Justifying Reporting Rule, OSHA Chief Cites Wire Mesh

Assistant Secretary of Labor for Occupational Safety and Health Dr. David Michaels sees a final Occupational Safety and Health Administration rule on employer reporting of severe work-related injuries or fatalities significantly enhancing the agency’s ability to steer accident prevention.

“The data from these new reports will enable OSHA to better identify workplaces where workers are at the greatest risk and to target our compliance assistance and enforcement resources accordingly. This rule will help establish a new relationship between OSHA and employers whose employees have been seriously injured,” Dr. Michaels noted in a statement on a rule set for January 2015 implementation.

“We expect to be notified of many hospitalizations and amputations. We are not going to send an inspector to respond to every one of these. But, we will engage with the employers whose workers have been hurt. Right now, we are developing a process to determine which incidents to inspect and which to handle using other types of investigations and interventions.”

The rule applies behavioral economics to worker safety, Dr. Michaels explained. “When an employer notifies us of a severe injury among its workers, we will ask what caused the injury and what the employer intends to do to address the hazard and prevent future injuries. That employer will then be on notice that OSHA knows about that severe injury, and will have made the commitment to address the hazard. We believe that as a result of this interaction, that employer will be more likely to take the steps necessary to better protect the lives and limbs of their employees,” he continued.

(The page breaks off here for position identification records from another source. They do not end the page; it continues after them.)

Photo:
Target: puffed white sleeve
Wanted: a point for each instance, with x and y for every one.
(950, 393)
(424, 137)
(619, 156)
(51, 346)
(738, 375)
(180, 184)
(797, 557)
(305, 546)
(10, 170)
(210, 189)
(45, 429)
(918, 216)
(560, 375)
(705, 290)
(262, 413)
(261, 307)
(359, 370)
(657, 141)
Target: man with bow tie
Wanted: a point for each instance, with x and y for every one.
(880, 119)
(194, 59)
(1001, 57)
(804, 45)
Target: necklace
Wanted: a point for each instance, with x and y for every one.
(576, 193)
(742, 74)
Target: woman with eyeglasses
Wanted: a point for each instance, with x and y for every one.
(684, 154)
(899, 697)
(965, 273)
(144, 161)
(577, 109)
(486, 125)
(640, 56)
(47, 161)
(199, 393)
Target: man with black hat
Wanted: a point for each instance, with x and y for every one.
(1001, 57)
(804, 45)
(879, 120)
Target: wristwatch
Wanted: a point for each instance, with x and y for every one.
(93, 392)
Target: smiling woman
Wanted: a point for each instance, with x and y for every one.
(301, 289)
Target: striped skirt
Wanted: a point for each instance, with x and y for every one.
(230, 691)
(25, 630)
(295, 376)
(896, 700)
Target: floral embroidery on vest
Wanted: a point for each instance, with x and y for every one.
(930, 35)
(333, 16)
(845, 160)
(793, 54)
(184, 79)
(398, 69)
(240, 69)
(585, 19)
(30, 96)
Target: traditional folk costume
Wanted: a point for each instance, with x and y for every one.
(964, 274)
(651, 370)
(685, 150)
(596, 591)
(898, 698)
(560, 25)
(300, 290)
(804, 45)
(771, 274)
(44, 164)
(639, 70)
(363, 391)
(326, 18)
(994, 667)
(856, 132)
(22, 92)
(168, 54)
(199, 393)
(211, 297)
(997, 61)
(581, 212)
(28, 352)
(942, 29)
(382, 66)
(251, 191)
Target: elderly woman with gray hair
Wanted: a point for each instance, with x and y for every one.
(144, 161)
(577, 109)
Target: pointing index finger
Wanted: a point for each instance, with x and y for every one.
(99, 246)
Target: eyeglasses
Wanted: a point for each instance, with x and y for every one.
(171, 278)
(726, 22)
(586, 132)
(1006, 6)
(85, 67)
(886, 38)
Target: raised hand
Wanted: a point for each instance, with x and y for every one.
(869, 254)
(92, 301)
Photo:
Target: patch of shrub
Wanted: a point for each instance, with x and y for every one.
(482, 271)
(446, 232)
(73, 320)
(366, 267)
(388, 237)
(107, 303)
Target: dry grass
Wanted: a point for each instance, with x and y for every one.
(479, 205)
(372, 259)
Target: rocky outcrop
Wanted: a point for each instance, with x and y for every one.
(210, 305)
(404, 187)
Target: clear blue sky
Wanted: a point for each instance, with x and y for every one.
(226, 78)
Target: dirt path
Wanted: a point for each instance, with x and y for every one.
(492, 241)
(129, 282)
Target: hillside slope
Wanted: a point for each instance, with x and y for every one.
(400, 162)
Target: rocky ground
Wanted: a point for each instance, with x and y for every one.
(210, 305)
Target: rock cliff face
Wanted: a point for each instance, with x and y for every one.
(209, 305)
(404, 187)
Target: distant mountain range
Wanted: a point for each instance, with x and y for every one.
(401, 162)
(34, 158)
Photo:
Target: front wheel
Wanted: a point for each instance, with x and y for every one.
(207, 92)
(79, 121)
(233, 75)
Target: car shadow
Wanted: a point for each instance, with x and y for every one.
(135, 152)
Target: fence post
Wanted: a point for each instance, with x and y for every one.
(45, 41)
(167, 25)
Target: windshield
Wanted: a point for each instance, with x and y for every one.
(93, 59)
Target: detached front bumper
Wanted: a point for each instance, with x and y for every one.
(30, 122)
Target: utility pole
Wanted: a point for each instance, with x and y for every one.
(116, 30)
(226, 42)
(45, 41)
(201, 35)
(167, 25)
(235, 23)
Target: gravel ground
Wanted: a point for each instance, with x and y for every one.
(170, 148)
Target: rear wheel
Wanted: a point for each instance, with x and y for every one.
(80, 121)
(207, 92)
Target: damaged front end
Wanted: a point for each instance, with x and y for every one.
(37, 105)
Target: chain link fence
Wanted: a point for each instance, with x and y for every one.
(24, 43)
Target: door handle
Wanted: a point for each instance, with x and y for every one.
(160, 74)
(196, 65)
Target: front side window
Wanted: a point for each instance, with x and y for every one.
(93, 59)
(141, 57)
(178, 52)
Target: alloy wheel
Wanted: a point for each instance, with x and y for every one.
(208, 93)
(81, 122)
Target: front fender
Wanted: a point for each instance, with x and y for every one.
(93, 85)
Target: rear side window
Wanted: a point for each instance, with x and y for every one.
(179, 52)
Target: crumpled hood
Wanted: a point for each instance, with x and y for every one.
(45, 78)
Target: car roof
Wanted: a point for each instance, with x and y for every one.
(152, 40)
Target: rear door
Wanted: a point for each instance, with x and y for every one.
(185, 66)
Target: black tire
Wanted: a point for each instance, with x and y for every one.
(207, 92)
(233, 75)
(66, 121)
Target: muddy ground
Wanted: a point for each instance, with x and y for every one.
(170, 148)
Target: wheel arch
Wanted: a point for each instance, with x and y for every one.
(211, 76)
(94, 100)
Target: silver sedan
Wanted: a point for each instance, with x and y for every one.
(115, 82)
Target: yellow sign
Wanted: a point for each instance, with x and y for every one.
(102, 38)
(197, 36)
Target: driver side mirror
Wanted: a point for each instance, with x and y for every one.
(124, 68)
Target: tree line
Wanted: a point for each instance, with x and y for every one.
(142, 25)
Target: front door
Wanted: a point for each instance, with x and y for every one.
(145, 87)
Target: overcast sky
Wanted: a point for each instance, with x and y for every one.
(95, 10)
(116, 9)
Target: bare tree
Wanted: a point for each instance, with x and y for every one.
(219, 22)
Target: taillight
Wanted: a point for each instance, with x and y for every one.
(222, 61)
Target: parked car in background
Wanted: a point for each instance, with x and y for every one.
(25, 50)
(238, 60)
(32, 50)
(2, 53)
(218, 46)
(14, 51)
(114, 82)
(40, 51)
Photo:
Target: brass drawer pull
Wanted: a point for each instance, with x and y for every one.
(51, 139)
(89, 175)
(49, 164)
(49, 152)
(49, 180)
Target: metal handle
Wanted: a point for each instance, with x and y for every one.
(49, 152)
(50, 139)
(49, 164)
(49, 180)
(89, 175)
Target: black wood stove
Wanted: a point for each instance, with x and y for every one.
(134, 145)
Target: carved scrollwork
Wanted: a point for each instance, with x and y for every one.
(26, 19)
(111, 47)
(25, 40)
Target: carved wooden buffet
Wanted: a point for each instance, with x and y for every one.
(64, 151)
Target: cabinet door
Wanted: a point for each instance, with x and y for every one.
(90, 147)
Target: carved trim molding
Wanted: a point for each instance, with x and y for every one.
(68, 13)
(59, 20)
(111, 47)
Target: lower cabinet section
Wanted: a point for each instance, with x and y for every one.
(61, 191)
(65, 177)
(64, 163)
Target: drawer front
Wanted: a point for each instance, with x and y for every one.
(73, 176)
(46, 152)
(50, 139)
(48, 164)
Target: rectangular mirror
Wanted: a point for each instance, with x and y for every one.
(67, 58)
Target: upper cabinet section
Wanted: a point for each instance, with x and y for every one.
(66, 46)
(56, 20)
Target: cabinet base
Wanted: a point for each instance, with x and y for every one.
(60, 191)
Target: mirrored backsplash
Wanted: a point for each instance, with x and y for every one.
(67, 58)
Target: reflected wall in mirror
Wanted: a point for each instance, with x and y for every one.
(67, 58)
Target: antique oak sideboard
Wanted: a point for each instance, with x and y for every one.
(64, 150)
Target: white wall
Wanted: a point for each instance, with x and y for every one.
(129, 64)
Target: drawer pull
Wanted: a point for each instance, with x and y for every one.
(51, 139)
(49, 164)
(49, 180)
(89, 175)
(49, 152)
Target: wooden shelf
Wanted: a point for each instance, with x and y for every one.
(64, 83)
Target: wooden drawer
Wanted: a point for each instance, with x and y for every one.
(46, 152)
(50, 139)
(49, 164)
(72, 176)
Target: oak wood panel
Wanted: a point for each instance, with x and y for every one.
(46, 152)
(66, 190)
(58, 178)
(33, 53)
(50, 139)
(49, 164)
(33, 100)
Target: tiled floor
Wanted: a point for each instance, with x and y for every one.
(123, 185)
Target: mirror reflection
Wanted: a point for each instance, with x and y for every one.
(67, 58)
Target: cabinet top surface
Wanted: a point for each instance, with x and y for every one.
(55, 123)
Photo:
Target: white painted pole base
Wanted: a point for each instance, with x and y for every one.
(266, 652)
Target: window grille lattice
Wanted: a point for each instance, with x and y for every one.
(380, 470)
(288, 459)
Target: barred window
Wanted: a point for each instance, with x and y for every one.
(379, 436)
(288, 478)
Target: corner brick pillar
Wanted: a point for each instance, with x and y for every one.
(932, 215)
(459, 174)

“Reports of severe injuries and illnesses will all be on the OSHA website, providing employers, workers, researchers and the public more information about workplace safety and health, and steps that need to be taken to prevent future injuries. Since no employer wants their workplace to be known as unsafe, we believe that the possibility of public reporting of serious injuries will encourage or, in the behavioral economics term ‘nudge,’ employers to take steps to prevent injuries so they are not seen as unsafe places to work. If you had a choice of applying for a job at a workplace where a worker had recently lost a hand, versus one where no amputations had occurred, which would you choose?”

Regarding the rule’s revised reporting timelines, “Too often, we learn of a worker being killed or seriously injured, and when we inspect, learn that one or more workers have already suffered serious injuries at that establishment,” Dr. Michaels observed, referencing a fatality and two serious injuries at Jacksonville, Fla.-based welded wire reinforcement and prestressed concrete strand fabricator Wire Mesh Sales.

Investigating the death of a worker who was struck upon entering a large wire mesh machine to retrieve a fallen metal bar, OSHA inspectors concluded that a light curtain would have automatically disabled the machine prior to the employee entering a danger zone. They also learned of two prior incidents on the same piece of machinery, resulting in an amputation and a crushed forearm. In February 2014, OSHA proposed $700,000 in fines against Wire Mesh Sales.